As defined by existing state law, “gender affirming care” includes but is not limited to the following procedures:
- Breast augmentation
- Chemical peel
- Facial feminization surgeries
- Face lift
- Facial masculinization surgeries
- Forehead brow lift
- Genital modification
- Hair line modification
- Hair removal by electrolysis or laser
- Lip enhancement
- Reduction thyroid chondroplasty (chondrolaryngoplasty or tracheal shave)
- Skin resurfacing
- Penile implant
- Voice modification
Combined with HB 1469, which has passed in both chambers, the two policies would allow youth from other states to run away from home, go to a Washington youth shelter seeking an abortion or gender surgery, and the parents would not have to be notified. Also, none of the medical records related to any of those services could be obtained.
One amendment added on the House floor requires OHY to collect data on the number of unsheltered homeless youth in the state, while another requires the Department of Children, Youth, and Families to offer a runaway youth referrals to behavioral health services and services to “resolve the conflict and accomplish a reunification of the family.”
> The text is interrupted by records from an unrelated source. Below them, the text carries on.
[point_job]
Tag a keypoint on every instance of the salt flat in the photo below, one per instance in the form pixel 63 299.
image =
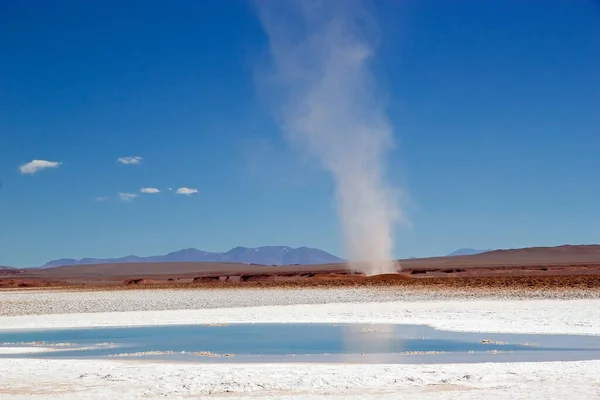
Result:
pixel 63 379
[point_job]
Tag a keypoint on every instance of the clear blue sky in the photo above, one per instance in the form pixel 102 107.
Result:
pixel 495 106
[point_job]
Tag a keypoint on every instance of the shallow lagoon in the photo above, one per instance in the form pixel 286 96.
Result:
pixel 361 343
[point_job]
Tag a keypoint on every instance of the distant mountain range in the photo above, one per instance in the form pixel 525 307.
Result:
pixel 467 252
pixel 266 255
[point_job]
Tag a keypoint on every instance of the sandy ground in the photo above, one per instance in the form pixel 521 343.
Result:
pixel 64 379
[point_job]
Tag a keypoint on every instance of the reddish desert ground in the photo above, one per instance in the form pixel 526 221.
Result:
pixel 539 267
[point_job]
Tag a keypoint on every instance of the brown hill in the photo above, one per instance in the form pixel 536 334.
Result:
pixel 566 254
pixel 527 258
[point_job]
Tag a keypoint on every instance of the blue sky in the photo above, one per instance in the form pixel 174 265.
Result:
pixel 495 107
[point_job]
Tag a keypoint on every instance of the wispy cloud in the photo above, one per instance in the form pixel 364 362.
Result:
pixel 186 191
pixel 127 196
pixel 37 165
pixel 130 160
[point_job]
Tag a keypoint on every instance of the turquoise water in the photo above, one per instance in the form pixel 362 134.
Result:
pixel 303 342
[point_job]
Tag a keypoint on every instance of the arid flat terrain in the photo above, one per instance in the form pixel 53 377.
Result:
pixel 563 266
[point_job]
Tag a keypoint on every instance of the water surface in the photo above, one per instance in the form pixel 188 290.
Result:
pixel 361 343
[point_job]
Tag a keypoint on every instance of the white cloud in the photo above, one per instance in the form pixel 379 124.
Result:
pixel 186 191
pixel 130 160
pixel 37 165
pixel 127 196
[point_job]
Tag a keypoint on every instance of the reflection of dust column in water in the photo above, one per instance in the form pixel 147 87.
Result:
pixel 320 52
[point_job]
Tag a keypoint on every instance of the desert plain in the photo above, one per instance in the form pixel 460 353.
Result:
pixel 536 290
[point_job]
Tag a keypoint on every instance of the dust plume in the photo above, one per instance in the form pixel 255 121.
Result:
pixel 326 98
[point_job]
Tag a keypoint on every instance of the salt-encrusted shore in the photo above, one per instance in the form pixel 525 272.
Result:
pixel 83 379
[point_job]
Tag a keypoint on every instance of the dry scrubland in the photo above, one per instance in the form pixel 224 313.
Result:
pixel 518 295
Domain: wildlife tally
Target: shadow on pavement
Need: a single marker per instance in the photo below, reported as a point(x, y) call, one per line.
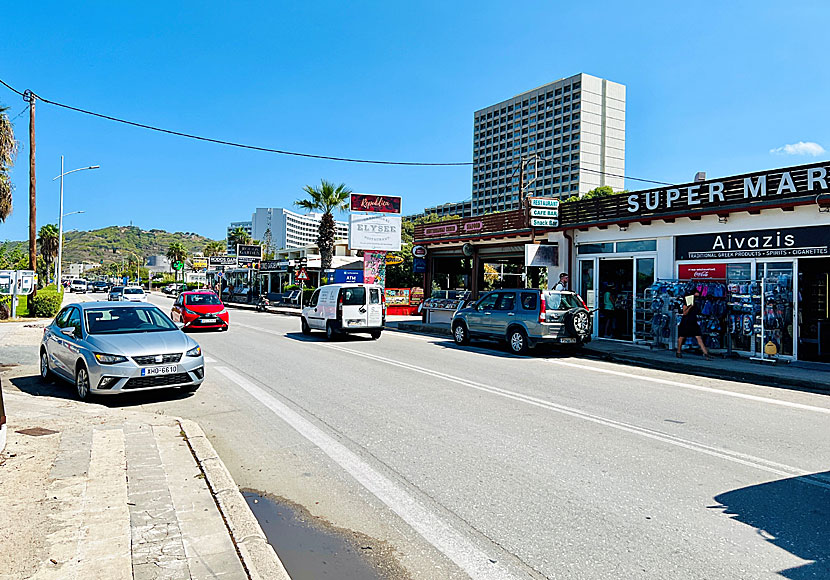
point(35, 386)
point(793, 514)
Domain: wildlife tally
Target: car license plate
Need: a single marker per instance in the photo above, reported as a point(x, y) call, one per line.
point(162, 370)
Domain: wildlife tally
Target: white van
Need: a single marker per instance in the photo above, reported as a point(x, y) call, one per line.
point(345, 308)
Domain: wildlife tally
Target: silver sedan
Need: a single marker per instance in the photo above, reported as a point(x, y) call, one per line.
point(106, 347)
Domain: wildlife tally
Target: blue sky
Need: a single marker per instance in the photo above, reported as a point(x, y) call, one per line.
point(711, 86)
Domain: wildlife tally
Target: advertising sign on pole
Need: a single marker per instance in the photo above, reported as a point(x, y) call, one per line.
point(374, 268)
point(375, 232)
point(376, 203)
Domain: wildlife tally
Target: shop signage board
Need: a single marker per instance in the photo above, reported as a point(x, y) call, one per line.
point(375, 232)
point(376, 203)
point(248, 251)
point(348, 276)
point(701, 271)
point(773, 243)
point(223, 260)
point(545, 202)
point(541, 255)
point(544, 223)
point(544, 212)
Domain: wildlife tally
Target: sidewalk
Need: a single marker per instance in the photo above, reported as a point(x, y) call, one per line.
point(797, 375)
point(93, 492)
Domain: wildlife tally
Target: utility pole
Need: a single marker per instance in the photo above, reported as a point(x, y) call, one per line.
point(30, 98)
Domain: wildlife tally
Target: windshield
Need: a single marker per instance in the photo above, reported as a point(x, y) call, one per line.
point(353, 296)
point(561, 301)
point(123, 320)
point(202, 300)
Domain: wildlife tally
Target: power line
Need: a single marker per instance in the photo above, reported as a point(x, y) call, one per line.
point(282, 151)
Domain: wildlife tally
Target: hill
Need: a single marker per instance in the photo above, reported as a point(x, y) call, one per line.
point(112, 243)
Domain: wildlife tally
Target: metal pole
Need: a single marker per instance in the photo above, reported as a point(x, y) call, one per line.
point(60, 234)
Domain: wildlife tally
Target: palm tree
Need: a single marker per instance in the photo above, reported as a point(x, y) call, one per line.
point(48, 238)
point(325, 199)
point(8, 151)
point(239, 236)
point(176, 252)
point(213, 248)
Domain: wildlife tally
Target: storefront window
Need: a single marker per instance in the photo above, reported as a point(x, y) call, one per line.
point(637, 246)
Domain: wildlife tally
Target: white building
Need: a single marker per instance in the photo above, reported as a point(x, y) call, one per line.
point(575, 125)
point(289, 229)
point(247, 226)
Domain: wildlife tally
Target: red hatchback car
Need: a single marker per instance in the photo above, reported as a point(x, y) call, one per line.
point(200, 309)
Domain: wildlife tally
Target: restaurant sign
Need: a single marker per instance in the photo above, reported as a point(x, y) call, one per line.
point(376, 203)
point(773, 243)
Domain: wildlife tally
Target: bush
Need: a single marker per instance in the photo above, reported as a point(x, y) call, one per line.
point(47, 303)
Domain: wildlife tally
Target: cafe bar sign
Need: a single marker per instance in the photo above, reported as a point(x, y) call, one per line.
point(773, 243)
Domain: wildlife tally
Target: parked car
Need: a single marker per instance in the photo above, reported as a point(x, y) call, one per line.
point(345, 308)
point(200, 309)
point(78, 285)
point(116, 293)
point(133, 294)
point(525, 318)
point(108, 348)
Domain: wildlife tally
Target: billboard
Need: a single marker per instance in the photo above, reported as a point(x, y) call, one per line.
point(376, 203)
point(375, 232)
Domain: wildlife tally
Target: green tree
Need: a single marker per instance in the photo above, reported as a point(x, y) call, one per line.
point(239, 236)
point(214, 248)
point(48, 238)
point(325, 199)
point(8, 151)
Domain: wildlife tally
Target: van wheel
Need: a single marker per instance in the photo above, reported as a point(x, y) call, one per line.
point(331, 333)
point(517, 341)
point(460, 334)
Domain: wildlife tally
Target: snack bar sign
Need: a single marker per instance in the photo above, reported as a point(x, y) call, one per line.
point(774, 243)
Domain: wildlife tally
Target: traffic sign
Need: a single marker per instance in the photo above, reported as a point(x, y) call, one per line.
point(544, 202)
point(544, 223)
point(543, 212)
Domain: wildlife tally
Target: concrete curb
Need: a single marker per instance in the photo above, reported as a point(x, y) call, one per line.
point(258, 556)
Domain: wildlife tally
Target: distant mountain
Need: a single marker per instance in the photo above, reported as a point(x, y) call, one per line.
point(110, 244)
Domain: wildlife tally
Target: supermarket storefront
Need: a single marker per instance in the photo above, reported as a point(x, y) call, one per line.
point(756, 244)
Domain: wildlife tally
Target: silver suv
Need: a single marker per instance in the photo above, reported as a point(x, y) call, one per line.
point(525, 318)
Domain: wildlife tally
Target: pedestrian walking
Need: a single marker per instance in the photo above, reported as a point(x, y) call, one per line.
point(688, 325)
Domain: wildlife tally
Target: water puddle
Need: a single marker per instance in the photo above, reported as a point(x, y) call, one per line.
point(311, 550)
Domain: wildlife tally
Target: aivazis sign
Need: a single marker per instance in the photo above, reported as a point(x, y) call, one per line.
point(780, 242)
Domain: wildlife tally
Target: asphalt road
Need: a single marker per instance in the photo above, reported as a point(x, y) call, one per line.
point(472, 462)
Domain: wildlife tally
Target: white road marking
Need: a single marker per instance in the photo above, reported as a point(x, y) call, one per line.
point(672, 383)
point(458, 548)
point(733, 456)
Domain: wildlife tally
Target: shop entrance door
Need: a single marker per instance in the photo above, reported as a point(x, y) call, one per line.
point(814, 309)
point(616, 298)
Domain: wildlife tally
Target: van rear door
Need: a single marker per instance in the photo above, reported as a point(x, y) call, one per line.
point(375, 307)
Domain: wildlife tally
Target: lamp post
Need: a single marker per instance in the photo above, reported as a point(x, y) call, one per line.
point(60, 220)
point(58, 261)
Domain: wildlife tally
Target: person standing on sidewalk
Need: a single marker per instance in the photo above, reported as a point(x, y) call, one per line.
point(689, 326)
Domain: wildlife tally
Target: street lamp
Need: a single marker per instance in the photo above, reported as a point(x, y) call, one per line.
point(60, 214)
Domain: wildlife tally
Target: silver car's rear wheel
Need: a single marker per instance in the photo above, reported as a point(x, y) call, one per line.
point(82, 383)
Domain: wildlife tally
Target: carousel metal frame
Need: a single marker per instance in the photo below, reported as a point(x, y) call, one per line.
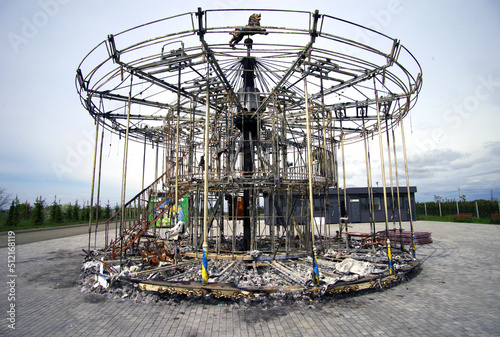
point(261, 117)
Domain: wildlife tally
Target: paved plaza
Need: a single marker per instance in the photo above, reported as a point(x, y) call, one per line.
point(456, 293)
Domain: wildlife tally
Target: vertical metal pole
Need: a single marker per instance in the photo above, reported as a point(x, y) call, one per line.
point(343, 178)
point(144, 163)
point(368, 185)
point(408, 188)
point(310, 176)
point(176, 198)
point(397, 188)
point(124, 172)
point(388, 241)
point(93, 181)
point(382, 164)
point(99, 188)
point(390, 172)
point(204, 270)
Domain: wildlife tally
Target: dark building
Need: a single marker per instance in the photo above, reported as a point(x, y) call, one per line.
point(357, 208)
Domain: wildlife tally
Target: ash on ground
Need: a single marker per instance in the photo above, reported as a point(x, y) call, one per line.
point(261, 278)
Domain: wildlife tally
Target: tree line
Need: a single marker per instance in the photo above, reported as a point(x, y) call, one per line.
point(442, 207)
point(56, 213)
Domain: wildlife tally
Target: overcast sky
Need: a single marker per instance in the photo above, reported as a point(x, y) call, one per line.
point(46, 139)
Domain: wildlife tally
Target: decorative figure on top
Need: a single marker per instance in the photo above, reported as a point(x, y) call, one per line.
point(252, 28)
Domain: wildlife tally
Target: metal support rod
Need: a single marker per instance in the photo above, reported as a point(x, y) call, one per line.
point(344, 183)
point(310, 176)
point(368, 184)
point(397, 189)
point(99, 187)
point(408, 188)
point(382, 165)
point(93, 181)
point(124, 171)
point(204, 270)
point(390, 168)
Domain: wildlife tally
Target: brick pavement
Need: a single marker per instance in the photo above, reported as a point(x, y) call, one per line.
point(457, 293)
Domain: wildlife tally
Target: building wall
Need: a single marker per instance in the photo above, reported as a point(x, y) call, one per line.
point(357, 208)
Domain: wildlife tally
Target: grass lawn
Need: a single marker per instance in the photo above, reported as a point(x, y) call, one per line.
point(449, 218)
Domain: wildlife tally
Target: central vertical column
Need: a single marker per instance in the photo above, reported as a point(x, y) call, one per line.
point(247, 123)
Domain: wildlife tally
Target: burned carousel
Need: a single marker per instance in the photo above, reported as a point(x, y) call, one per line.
point(249, 123)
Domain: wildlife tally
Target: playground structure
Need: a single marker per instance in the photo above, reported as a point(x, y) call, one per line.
point(238, 123)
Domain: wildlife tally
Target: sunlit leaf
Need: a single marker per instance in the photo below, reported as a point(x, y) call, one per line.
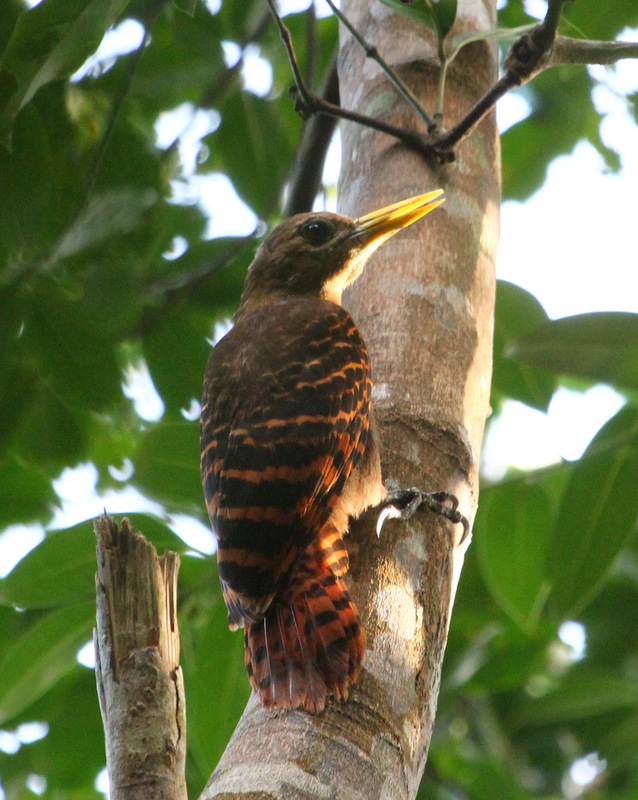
point(167, 465)
point(420, 11)
point(518, 312)
point(600, 347)
point(218, 687)
point(586, 695)
point(61, 570)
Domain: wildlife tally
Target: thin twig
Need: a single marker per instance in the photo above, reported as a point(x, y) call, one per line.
point(372, 53)
point(526, 57)
point(307, 103)
point(305, 179)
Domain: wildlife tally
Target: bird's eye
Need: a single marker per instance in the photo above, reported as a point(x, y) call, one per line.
point(317, 231)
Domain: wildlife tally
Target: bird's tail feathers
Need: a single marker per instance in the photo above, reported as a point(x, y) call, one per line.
point(310, 643)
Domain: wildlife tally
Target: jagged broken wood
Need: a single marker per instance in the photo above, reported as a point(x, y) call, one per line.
point(139, 680)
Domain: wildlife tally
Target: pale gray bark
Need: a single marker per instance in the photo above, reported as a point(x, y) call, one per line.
point(140, 684)
point(425, 306)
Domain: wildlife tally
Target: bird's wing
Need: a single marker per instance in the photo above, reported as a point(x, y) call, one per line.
point(277, 452)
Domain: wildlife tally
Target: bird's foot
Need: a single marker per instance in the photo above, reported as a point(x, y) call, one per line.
point(404, 503)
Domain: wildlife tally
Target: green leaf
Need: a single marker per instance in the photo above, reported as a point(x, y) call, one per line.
point(75, 359)
point(584, 695)
point(601, 346)
point(218, 687)
point(176, 351)
point(26, 494)
point(436, 14)
point(597, 514)
point(51, 435)
point(420, 11)
point(562, 114)
point(50, 42)
point(459, 40)
point(41, 656)
point(445, 13)
point(513, 529)
point(61, 570)
point(187, 6)
point(254, 148)
point(167, 466)
point(518, 312)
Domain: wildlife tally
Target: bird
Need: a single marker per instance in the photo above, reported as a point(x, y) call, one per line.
point(290, 452)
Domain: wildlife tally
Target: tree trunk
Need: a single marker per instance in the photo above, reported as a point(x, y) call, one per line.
point(424, 305)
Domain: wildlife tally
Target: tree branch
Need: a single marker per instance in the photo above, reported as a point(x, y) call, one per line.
point(139, 680)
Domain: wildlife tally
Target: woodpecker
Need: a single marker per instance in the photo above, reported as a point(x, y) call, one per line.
point(289, 452)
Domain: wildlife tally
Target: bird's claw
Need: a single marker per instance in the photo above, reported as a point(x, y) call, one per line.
point(404, 503)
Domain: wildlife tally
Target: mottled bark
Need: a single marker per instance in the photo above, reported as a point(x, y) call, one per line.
point(424, 305)
point(139, 679)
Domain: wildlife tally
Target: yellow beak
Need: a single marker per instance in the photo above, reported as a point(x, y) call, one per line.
point(376, 227)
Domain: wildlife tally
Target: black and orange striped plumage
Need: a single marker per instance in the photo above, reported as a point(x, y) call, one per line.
point(289, 453)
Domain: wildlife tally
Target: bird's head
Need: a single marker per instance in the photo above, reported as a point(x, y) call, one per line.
point(318, 255)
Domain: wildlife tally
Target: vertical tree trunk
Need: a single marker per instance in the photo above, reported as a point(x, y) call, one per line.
point(425, 307)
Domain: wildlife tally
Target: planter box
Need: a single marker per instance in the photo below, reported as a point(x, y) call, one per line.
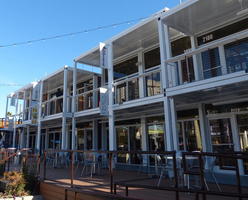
point(37, 197)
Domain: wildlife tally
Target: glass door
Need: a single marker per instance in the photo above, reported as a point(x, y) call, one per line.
point(222, 139)
point(189, 135)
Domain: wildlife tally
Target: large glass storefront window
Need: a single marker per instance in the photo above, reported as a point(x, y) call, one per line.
point(54, 140)
point(221, 138)
point(189, 135)
point(188, 127)
point(133, 89)
point(122, 144)
point(156, 131)
point(129, 139)
point(153, 84)
point(80, 139)
point(237, 56)
point(135, 144)
point(211, 63)
point(84, 139)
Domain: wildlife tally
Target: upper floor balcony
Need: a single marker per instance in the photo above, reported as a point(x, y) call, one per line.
point(55, 93)
point(208, 49)
point(136, 64)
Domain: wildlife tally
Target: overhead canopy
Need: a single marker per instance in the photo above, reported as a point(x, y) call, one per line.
point(142, 35)
point(203, 14)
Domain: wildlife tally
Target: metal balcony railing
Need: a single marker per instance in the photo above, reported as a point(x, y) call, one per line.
point(88, 100)
point(128, 88)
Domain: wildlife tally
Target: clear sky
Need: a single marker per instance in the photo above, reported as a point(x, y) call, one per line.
point(22, 20)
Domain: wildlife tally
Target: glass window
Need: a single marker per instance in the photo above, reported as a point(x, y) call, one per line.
point(187, 67)
point(153, 84)
point(121, 93)
point(57, 140)
point(156, 137)
point(126, 68)
point(50, 141)
point(89, 139)
point(237, 56)
point(135, 144)
point(211, 63)
point(179, 46)
point(221, 137)
point(133, 89)
point(189, 135)
point(122, 144)
point(152, 58)
point(242, 121)
point(80, 139)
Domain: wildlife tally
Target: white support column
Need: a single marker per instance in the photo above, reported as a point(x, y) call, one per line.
point(46, 139)
point(67, 137)
point(144, 137)
point(30, 103)
point(22, 132)
point(28, 134)
point(144, 140)
point(38, 136)
point(104, 137)
point(168, 125)
point(63, 144)
point(95, 135)
point(222, 59)
point(95, 93)
point(195, 60)
point(74, 101)
point(15, 121)
point(169, 107)
point(24, 105)
point(112, 135)
point(6, 112)
point(206, 144)
point(174, 124)
point(141, 78)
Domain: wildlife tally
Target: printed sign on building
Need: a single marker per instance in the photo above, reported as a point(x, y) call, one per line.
point(104, 101)
point(103, 56)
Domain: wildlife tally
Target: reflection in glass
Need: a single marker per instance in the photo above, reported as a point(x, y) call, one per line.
point(211, 63)
point(121, 93)
point(221, 137)
point(189, 135)
point(153, 85)
point(156, 137)
point(80, 139)
point(135, 144)
point(89, 139)
point(122, 144)
point(237, 56)
point(133, 89)
point(242, 121)
point(187, 66)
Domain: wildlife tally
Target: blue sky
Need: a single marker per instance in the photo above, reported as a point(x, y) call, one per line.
point(28, 19)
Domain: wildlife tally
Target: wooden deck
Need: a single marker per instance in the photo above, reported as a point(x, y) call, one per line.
point(101, 183)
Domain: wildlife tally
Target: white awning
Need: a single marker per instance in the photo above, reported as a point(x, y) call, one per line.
point(200, 15)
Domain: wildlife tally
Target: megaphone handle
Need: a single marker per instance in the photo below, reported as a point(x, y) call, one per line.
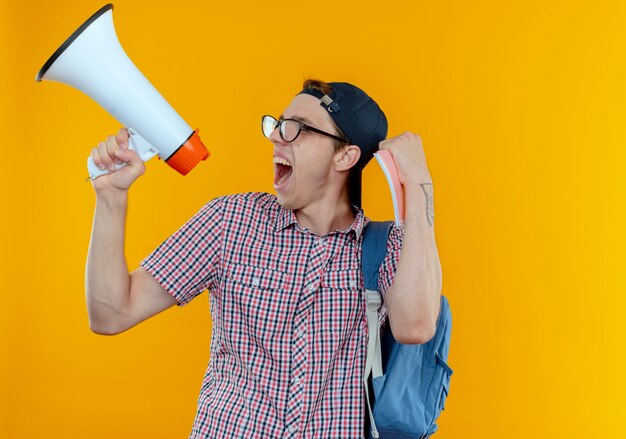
point(137, 143)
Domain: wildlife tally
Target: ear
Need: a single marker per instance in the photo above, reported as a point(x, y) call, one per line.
point(347, 157)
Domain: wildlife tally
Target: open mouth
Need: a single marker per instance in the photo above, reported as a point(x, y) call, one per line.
point(282, 171)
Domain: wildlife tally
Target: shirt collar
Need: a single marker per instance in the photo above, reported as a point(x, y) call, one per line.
point(286, 217)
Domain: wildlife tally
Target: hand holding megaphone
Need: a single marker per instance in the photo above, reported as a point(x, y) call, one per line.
point(104, 156)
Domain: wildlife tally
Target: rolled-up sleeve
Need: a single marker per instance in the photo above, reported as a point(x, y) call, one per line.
point(189, 261)
point(387, 271)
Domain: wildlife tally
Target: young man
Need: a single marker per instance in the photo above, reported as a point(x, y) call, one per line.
point(286, 292)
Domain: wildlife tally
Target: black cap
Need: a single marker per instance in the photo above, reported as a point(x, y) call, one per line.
point(360, 119)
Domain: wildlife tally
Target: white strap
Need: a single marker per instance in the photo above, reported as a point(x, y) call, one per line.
point(373, 363)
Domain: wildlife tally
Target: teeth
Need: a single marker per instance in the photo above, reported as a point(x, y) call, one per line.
point(282, 161)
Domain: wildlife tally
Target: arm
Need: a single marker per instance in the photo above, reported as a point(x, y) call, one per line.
point(414, 297)
point(116, 300)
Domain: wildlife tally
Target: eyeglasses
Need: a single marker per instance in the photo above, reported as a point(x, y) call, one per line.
point(290, 129)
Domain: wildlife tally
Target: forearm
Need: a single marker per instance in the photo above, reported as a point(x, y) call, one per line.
point(106, 275)
point(415, 294)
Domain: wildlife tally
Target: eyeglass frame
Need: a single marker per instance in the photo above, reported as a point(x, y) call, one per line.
point(302, 126)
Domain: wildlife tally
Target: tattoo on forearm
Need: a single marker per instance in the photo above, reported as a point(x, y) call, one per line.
point(430, 208)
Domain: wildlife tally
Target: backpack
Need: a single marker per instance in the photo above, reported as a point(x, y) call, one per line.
point(409, 382)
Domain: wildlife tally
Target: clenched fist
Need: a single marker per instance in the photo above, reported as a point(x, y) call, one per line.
point(115, 151)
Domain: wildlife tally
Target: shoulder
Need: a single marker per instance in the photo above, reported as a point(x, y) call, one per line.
point(248, 204)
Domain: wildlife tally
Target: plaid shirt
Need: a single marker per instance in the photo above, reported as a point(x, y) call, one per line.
point(288, 309)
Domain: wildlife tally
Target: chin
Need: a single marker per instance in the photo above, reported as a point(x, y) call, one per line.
point(286, 202)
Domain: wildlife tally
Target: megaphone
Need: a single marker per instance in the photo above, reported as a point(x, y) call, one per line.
point(93, 61)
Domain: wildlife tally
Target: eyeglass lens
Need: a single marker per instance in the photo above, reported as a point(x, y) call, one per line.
point(289, 129)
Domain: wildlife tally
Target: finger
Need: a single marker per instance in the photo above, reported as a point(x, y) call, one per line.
point(104, 156)
point(112, 145)
point(128, 156)
point(122, 138)
point(96, 158)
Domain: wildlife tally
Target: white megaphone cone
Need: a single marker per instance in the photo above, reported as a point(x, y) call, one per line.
point(93, 61)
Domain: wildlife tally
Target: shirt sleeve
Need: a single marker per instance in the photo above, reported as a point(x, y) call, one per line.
point(387, 271)
point(188, 262)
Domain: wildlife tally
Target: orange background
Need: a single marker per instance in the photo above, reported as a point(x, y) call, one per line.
point(520, 106)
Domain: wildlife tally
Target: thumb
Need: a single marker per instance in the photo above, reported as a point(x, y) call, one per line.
point(127, 155)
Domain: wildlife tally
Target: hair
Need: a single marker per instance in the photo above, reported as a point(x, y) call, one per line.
point(326, 89)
Existing family reunification services include:
- Short-term family counseling
- Crisis Residential Center services
- Referrals for substance abuse treatment and/or counseling
- Referrals for mental health services
- Short-term placement
Although SB 5599 does not address abuse or neglect, supporters speaking on the House floor before the April 12 vote conflated parents not accepting a child’s claim to be the opposite gender as akin to an “unsafe” home environment.